Finding Idle GPU in Multi-GPU System

A couple issues I’m trying to solve.

A) If I want to use the full resources of a multi-gpu system, is there any way to determine dynamically which GPUs I’m already using without explicitly tracking device id?

i.e. start one thread, it picks the first available device and executes, a second thread starts, how can it pick the next gpu

Ideally it would be nice to launch a thread and have it scheduled to an idle device.

B) Similar idea, can I track which device is being used as a primary display and avoid using it?

AFAIK, you’ll need to write your own code to track GPU use and allocation. I’ve been designing something to do just this - it’s not too tough.

Create an array (one element per GPU) that tracks GPU use. An array of booleans would be enough. Provide “getGPU()” and “releaseGPU()” functions that your threads can call as needed. The functions update the array and call cudaSetDevice() and cudaThreadExit(). Make sure the functions are protected by a common mutex to avoid race conditions.

You need to think about how to handle the condition when all GPUs are in use. My design blocks the calling thread until a GPU is available, but your code may have different needs.

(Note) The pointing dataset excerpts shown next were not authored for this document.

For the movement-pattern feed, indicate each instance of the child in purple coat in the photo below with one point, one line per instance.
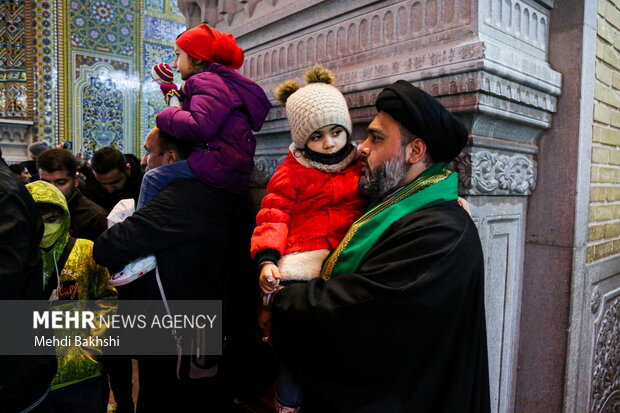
(219, 110)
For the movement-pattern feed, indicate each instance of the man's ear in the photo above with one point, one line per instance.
(172, 156)
(416, 151)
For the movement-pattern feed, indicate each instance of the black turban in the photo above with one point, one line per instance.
(420, 113)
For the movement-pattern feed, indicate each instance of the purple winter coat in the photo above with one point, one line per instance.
(221, 107)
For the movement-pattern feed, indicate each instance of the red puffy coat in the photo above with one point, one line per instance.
(306, 209)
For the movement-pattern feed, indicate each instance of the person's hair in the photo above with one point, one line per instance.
(58, 160)
(406, 137)
(45, 207)
(107, 159)
(168, 142)
(17, 168)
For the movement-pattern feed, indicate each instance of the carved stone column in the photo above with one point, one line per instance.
(485, 60)
(15, 137)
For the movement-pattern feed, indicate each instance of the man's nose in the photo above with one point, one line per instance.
(364, 148)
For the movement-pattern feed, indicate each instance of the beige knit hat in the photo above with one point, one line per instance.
(313, 106)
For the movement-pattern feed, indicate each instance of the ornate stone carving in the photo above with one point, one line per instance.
(595, 300)
(403, 21)
(264, 167)
(519, 20)
(606, 375)
(488, 173)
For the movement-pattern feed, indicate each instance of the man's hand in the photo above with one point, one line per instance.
(269, 278)
(464, 204)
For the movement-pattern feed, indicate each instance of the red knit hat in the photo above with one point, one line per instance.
(206, 43)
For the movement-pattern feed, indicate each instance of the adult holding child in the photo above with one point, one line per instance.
(396, 321)
(312, 198)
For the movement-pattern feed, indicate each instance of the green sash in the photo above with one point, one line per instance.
(434, 185)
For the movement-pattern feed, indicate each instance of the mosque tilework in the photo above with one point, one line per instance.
(153, 101)
(103, 26)
(13, 97)
(12, 40)
(92, 61)
(163, 30)
(104, 88)
(174, 8)
(157, 6)
(46, 75)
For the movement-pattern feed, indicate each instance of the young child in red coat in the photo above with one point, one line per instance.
(312, 198)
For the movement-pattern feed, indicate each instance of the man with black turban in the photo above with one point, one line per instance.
(396, 323)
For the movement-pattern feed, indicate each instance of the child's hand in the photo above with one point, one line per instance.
(269, 278)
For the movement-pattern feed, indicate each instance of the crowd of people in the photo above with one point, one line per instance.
(360, 279)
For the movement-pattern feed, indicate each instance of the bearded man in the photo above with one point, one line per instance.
(396, 322)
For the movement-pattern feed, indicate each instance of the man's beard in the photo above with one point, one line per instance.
(385, 178)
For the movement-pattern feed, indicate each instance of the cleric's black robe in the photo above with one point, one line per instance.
(404, 333)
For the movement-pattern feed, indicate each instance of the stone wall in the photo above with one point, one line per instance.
(485, 60)
(604, 228)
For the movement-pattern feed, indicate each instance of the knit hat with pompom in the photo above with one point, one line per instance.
(313, 106)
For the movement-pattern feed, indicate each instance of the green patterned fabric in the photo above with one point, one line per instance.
(434, 185)
(46, 193)
(82, 278)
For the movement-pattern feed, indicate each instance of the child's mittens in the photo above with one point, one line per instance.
(162, 74)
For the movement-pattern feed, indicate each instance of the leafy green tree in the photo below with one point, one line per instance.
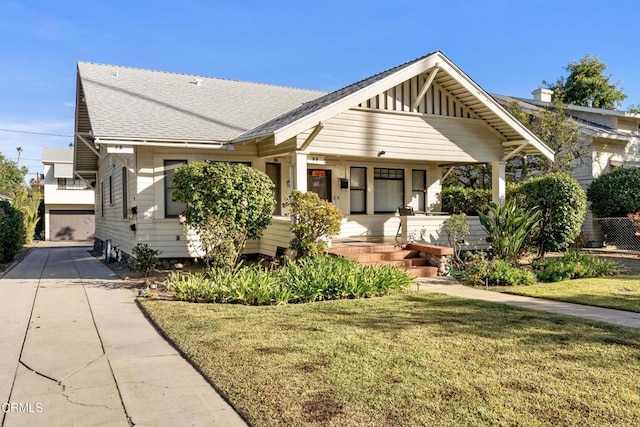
(226, 205)
(11, 177)
(313, 220)
(587, 85)
(634, 108)
(555, 127)
(615, 194)
(563, 204)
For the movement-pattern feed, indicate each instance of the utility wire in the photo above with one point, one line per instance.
(36, 133)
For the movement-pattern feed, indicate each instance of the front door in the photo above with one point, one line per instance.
(273, 172)
(319, 181)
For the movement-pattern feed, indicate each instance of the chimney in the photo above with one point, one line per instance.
(541, 94)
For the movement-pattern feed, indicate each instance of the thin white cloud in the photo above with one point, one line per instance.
(32, 136)
(19, 19)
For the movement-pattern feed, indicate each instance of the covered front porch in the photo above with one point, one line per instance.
(386, 143)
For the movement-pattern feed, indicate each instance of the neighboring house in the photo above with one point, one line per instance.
(613, 137)
(69, 201)
(370, 147)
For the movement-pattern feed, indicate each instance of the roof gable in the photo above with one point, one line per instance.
(138, 104)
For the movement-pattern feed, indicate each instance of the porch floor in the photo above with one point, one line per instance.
(365, 241)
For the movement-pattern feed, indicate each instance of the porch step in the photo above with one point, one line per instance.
(353, 250)
(403, 263)
(404, 256)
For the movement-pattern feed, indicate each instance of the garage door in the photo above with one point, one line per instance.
(71, 225)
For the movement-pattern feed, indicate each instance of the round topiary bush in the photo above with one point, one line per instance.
(11, 231)
(615, 194)
(469, 201)
(563, 204)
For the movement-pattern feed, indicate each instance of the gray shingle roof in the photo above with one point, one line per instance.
(319, 103)
(135, 103)
(584, 125)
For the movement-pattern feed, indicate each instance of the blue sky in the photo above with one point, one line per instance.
(507, 47)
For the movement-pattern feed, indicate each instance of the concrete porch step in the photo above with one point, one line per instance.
(403, 263)
(425, 271)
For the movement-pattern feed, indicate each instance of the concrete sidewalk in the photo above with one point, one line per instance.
(77, 350)
(450, 286)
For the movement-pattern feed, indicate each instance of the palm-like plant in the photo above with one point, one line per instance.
(508, 227)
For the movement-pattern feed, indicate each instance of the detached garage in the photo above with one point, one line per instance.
(69, 201)
(71, 224)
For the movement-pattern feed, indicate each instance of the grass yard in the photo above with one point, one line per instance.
(620, 292)
(410, 359)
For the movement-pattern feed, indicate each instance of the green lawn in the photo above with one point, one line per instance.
(620, 292)
(411, 359)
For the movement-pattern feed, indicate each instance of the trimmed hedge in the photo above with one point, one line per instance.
(615, 194)
(563, 204)
(11, 231)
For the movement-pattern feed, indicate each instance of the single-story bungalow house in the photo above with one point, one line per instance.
(369, 148)
(613, 138)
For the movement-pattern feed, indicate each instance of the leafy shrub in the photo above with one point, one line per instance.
(11, 231)
(28, 201)
(615, 194)
(309, 279)
(457, 200)
(563, 205)
(573, 265)
(479, 270)
(145, 258)
(457, 227)
(508, 227)
(226, 205)
(313, 220)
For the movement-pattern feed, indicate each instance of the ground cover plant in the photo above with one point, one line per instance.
(619, 292)
(409, 359)
(479, 270)
(309, 279)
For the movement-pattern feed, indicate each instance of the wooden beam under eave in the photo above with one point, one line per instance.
(425, 87)
(123, 162)
(81, 138)
(514, 152)
(312, 136)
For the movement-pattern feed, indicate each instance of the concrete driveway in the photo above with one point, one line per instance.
(77, 350)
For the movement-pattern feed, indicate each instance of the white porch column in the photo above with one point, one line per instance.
(299, 171)
(498, 182)
(434, 187)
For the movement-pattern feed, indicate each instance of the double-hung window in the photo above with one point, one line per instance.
(171, 208)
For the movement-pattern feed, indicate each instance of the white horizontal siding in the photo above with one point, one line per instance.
(369, 226)
(278, 234)
(361, 133)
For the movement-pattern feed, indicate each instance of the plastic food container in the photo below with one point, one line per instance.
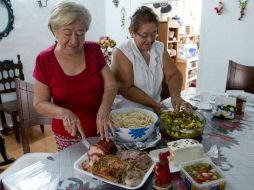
(191, 184)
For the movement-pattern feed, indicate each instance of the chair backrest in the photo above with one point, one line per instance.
(27, 114)
(240, 77)
(9, 71)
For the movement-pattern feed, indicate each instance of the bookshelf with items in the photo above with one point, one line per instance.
(168, 34)
(189, 70)
(187, 58)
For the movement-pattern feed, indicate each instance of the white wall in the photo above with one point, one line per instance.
(223, 38)
(31, 35)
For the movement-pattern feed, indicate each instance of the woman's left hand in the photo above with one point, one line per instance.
(178, 102)
(104, 122)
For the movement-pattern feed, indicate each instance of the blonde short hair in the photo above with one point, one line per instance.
(67, 12)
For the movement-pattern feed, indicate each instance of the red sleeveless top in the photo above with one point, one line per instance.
(81, 93)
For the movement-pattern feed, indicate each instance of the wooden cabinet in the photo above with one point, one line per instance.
(189, 70)
(183, 49)
(168, 34)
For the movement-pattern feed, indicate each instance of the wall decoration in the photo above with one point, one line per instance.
(123, 14)
(219, 9)
(7, 18)
(116, 2)
(107, 44)
(243, 4)
(42, 3)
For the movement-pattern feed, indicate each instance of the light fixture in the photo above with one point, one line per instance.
(115, 2)
(42, 3)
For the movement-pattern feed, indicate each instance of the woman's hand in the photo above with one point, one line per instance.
(104, 121)
(158, 107)
(177, 102)
(72, 123)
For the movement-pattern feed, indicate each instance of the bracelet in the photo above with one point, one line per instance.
(177, 96)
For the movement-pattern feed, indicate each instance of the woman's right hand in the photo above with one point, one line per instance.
(72, 123)
(157, 108)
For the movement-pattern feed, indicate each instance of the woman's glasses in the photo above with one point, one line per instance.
(144, 37)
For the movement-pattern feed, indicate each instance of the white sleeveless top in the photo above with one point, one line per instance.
(147, 77)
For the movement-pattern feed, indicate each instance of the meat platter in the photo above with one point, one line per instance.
(78, 167)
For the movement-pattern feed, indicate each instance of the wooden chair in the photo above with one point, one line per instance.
(27, 114)
(240, 77)
(9, 72)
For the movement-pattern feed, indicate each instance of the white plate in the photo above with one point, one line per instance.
(154, 154)
(78, 167)
(204, 106)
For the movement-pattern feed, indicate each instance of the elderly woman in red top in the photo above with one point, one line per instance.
(74, 75)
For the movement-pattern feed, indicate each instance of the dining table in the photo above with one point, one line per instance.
(228, 143)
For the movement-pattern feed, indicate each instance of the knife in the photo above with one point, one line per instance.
(83, 141)
(86, 143)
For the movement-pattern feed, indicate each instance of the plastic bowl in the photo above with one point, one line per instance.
(175, 127)
(138, 133)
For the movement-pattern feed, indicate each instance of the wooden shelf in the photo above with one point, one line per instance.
(192, 78)
(168, 31)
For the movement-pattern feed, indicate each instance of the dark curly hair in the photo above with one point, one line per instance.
(143, 15)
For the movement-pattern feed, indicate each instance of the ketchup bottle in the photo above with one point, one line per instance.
(162, 172)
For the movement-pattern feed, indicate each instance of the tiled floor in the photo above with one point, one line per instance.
(39, 142)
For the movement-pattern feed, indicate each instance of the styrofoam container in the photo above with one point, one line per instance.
(138, 133)
(191, 184)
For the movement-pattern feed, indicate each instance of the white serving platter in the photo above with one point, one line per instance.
(154, 154)
(78, 167)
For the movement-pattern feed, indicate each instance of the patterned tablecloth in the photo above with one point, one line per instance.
(233, 140)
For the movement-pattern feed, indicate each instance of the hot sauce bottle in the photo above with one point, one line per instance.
(162, 178)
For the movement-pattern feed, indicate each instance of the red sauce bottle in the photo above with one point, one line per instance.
(162, 172)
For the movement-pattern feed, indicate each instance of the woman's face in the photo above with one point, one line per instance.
(145, 36)
(70, 37)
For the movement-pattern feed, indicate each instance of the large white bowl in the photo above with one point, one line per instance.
(134, 134)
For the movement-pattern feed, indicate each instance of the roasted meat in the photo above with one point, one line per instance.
(103, 147)
(139, 158)
(116, 170)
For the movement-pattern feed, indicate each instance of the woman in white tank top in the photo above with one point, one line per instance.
(142, 63)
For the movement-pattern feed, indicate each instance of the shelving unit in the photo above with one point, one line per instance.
(168, 34)
(185, 57)
(189, 69)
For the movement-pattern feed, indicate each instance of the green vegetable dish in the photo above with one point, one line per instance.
(202, 172)
(182, 125)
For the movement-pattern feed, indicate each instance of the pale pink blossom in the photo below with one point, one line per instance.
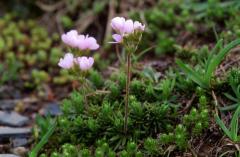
(67, 62)
(70, 38)
(85, 63)
(118, 38)
(138, 26)
(73, 39)
(87, 43)
(128, 27)
(118, 23)
(124, 28)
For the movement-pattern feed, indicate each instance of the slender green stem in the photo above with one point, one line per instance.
(127, 91)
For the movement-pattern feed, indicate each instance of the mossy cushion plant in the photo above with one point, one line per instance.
(134, 116)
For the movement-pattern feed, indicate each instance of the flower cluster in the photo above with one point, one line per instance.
(69, 61)
(125, 27)
(83, 43)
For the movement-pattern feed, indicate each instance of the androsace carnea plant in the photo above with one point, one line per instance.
(232, 131)
(213, 60)
(74, 61)
(128, 34)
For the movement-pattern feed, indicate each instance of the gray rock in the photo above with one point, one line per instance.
(12, 119)
(8, 155)
(18, 142)
(6, 132)
(52, 109)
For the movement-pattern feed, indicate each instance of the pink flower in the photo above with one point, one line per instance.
(86, 42)
(138, 26)
(70, 38)
(118, 23)
(73, 39)
(67, 62)
(84, 62)
(128, 27)
(118, 38)
(125, 27)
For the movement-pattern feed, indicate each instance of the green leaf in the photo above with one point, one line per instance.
(234, 124)
(192, 74)
(222, 125)
(212, 65)
(213, 51)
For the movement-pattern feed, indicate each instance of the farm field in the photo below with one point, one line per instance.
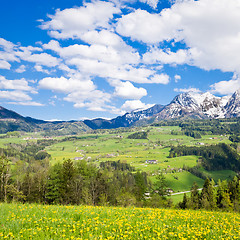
(117, 147)
(114, 145)
(86, 222)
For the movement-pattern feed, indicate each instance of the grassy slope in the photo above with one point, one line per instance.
(104, 147)
(85, 222)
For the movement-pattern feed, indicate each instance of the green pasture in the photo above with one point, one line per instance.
(38, 222)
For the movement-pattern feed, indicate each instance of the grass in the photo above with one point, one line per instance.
(86, 222)
(113, 147)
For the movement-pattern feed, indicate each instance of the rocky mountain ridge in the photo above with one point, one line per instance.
(184, 105)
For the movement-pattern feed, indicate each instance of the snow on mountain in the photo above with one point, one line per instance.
(202, 105)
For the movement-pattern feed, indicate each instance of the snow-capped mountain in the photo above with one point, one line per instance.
(204, 105)
(184, 105)
(126, 120)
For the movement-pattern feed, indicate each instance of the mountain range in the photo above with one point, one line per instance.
(184, 105)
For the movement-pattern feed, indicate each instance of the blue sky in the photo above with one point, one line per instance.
(85, 59)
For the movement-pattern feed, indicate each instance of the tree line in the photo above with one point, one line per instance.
(225, 196)
(78, 182)
(214, 157)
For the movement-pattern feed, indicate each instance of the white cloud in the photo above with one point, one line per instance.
(226, 87)
(74, 22)
(65, 85)
(6, 45)
(185, 90)
(177, 78)
(21, 69)
(150, 28)
(94, 100)
(44, 59)
(15, 96)
(40, 69)
(128, 91)
(82, 92)
(129, 106)
(160, 79)
(152, 3)
(209, 28)
(4, 65)
(156, 55)
(18, 84)
(30, 103)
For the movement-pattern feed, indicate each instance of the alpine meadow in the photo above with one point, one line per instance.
(120, 119)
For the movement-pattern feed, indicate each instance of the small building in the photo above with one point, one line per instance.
(151, 161)
(169, 190)
(78, 158)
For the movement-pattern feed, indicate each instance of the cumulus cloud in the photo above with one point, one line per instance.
(74, 22)
(15, 95)
(152, 3)
(30, 103)
(128, 91)
(18, 84)
(4, 65)
(177, 78)
(21, 69)
(209, 28)
(82, 92)
(150, 28)
(129, 106)
(65, 85)
(226, 87)
(184, 90)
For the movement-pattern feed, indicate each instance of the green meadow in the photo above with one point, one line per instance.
(38, 222)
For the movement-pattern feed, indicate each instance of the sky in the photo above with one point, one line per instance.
(75, 60)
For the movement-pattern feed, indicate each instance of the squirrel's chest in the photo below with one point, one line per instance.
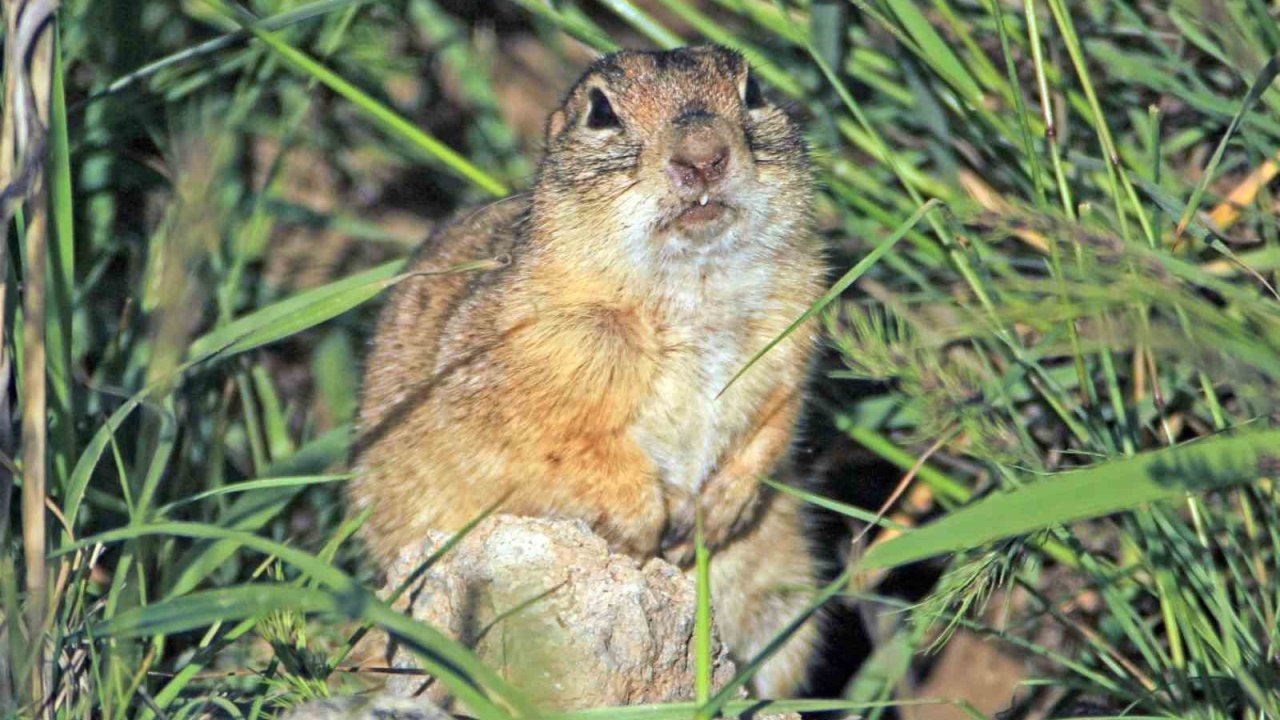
(682, 425)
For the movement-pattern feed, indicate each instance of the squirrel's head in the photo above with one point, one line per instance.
(675, 154)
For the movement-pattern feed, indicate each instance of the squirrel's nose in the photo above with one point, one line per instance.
(699, 162)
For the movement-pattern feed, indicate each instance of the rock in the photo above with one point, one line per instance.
(374, 707)
(547, 605)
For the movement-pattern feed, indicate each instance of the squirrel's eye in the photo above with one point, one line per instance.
(600, 114)
(752, 95)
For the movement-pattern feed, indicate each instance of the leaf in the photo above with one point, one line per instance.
(1092, 492)
(204, 609)
(839, 287)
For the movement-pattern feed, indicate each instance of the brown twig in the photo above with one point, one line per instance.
(28, 80)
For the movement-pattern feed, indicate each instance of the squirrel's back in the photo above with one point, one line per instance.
(667, 238)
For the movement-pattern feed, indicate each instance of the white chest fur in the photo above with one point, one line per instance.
(707, 337)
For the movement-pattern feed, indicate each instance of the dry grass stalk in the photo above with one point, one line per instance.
(28, 67)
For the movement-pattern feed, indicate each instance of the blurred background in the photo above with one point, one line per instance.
(232, 185)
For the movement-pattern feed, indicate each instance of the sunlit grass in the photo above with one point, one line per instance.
(1055, 236)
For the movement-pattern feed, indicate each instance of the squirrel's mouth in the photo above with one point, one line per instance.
(703, 214)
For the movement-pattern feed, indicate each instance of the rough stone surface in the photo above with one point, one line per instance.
(374, 707)
(547, 605)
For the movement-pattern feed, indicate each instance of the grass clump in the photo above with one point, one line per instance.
(1060, 318)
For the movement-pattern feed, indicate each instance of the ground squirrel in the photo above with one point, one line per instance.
(667, 238)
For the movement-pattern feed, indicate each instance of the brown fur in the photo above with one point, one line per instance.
(580, 378)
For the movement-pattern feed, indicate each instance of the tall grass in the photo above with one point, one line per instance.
(1056, 231)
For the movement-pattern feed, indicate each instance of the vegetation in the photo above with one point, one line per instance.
(1059, 319)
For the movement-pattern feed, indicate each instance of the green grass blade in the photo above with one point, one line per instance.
(1261, 83)
(849, 278)
(1092, 492)
(389, 119)
(250, 486)
(204, 609)
(455, 665)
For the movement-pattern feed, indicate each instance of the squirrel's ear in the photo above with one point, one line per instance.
(556, 124)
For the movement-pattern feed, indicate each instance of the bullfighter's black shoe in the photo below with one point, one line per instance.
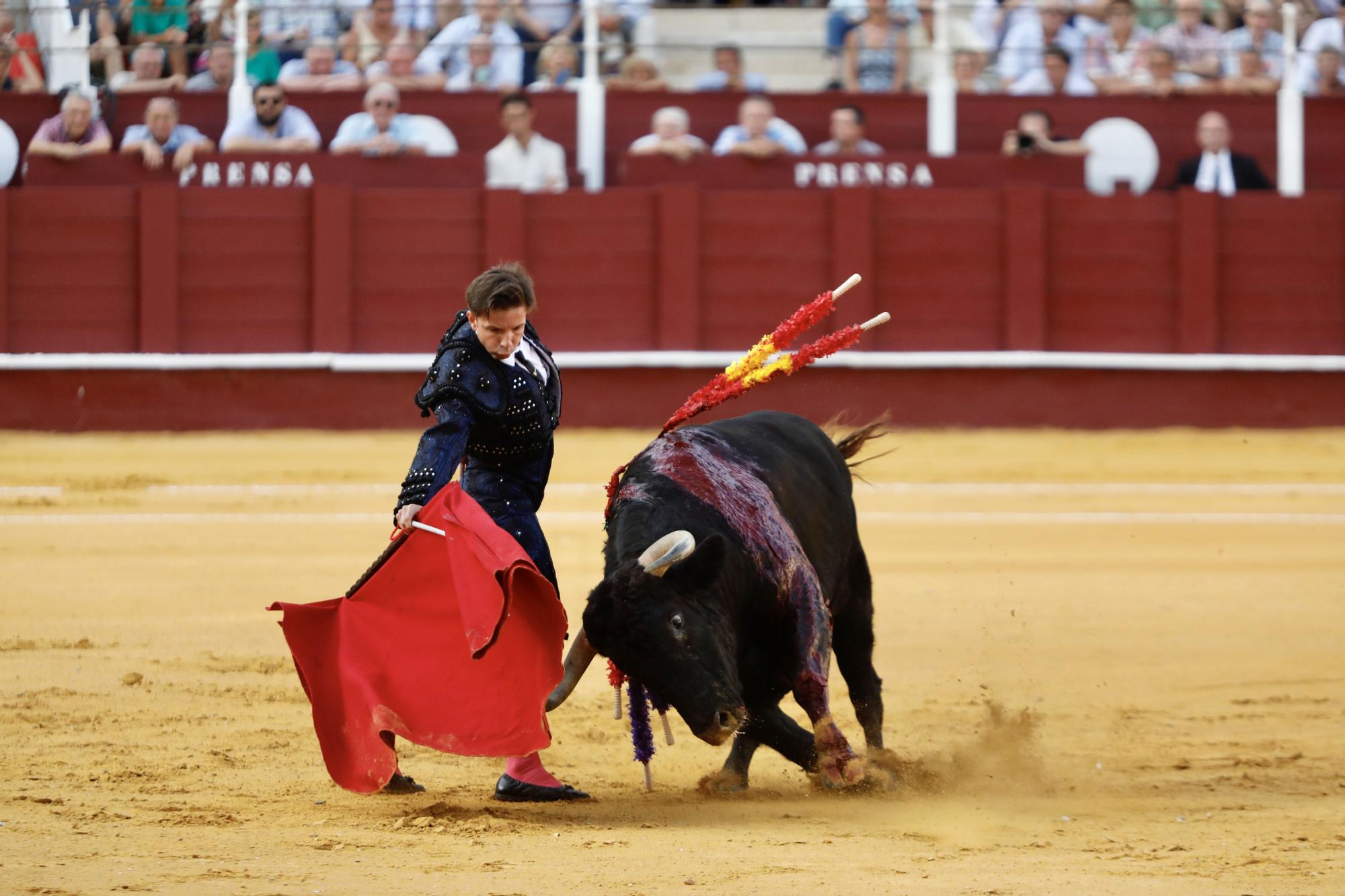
(516, 791)
(400, 783)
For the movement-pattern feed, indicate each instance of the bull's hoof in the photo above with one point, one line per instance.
(839, 767)
(724, 782)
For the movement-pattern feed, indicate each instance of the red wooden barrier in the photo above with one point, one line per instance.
(341, 268)
(898, 122)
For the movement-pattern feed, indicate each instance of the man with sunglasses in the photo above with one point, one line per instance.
(380, 130)
(272, 126)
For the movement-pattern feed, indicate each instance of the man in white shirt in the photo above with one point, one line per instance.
(449, 50)
(669, 136)
(525, 159)
(1218, 169)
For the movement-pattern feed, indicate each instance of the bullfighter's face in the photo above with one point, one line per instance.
(501, 331)
(673, 635)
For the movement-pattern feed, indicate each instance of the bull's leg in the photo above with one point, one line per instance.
(836, 762)
(734, 776)
(852, 639)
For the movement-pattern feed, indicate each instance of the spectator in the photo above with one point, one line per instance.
(1218, 169)
(220, 71)
(1257, 36)
(670, 138)
(558, 67)
(969, 72)
(165, 24)
(76, 132)
(263, 63)
(1024, 45)
(22, 67)
(540, 22)
(482, 72)
(637, 73)
(728, 73)
(848, 135)
(401, 69)
(876, 53)
(321, 71)
(1161, 77)
(962, 38)
(525, 159)
(163, 134)
(449, 52)
(1324, 33)
(1252, 79)
(995, 19)
(759, 134)
(1194, 44)
(1120, 52)
(381, 130)
(1054, 77)
(1330, 80)
(290, 25)
(271, 126)
(371, 34)
(1034, 138)
(844, 15)
(104, 48)
(146, 76)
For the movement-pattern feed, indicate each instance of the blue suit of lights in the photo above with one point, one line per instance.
(498, 417)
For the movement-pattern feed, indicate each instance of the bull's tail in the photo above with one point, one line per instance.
(852, 444)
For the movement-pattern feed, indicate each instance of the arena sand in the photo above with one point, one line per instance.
(1141, 702)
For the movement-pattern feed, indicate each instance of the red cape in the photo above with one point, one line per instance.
(454, 642)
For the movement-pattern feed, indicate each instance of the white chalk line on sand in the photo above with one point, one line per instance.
(883, 487)
(903, 518)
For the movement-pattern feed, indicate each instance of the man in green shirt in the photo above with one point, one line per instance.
(163, 22)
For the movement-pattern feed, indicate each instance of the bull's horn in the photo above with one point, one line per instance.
(668, 551)
(576, 662)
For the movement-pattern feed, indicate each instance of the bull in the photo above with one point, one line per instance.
(734, 568)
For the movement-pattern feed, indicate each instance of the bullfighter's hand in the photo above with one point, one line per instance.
(406, 516)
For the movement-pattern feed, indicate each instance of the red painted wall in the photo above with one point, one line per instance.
(896, 122)
(341, 268)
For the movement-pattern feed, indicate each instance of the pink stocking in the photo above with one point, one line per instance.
(531, 771)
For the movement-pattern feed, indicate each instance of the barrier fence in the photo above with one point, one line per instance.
(341, 268)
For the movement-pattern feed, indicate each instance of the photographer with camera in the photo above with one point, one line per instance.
(1034, 138)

I’m not sure how you’d determine which device is the primary display - I’m working on a headless system. Maybe someone else can help you there.

Hi,

I filed a CUDA feature request (# 298834) along these lines many moons ago, but I’m not sure where it stands. It’s undoubtedly one of hundreds of such feature requests. I’m sure the NVIDIA staff will get to this at some point when they’ve dealt with more pressing issues and more highly-requested features.

Cheers,

John Stone